Не мешкая, командир эскадрона поскакал с рапортом в Кедайняй.
На другой день он привез радостную весть. Ввиду того, что крестьяне поместья Багинай покорились приказам властей и пана и явились на работу, содержание войск в деревнях в качестве меры экзекуции отменяется. Командир велел драгунам готовиться к отъезду.
Тарас с Данилой, сложив свои пожитки и оседлав коней, пришли в избу попрощаться. Старый Даубарас, лежа в кровати, тяжело дышал, дочка Пятре что-то шила у окошка.

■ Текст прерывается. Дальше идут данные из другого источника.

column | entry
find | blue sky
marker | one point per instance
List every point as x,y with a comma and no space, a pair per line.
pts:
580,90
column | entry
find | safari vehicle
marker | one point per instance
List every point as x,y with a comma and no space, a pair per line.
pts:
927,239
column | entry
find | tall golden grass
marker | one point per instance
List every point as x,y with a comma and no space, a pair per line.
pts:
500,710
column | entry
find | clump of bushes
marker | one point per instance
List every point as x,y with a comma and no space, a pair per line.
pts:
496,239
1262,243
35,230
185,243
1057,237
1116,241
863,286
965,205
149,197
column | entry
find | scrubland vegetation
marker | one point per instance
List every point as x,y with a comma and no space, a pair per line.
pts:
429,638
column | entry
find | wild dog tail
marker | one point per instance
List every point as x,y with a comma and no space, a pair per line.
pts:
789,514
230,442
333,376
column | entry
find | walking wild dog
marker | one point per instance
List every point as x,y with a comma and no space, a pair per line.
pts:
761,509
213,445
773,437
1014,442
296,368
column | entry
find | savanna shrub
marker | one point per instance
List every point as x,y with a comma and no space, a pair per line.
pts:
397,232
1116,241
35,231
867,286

Больной с каждым днем слабел, и уже нельзя было оставлять его без присмотра. Маленький Игнюкас играл подле матери.
– Ну, хозяюшка, – обратился к Микнювене повеселевший Тарас, – не поминайте нас лихом. Служба – ничего не попишешь. Коли еще доведется встретиться, не бойтесь. Мы с Данилой вас не обидим.
Подошли к отцу, но тот лежал с закрытыми глазами и, казалось, не слышал, что происходит кругом. Печально покачали солдаты головами – плохи дела у старика. Попрощавшись с молодой хозяйкой, приласкав Игнюкаса, вышли во двор, сели на коней и ускакали.
Словно тяжелый камень скатился с груди шиленцев. Женщины заторопились убирать, наводить порядок. Даже наказанные, сняв прилипшие к пояснице тряпки, вышли на солнышко лечить раны.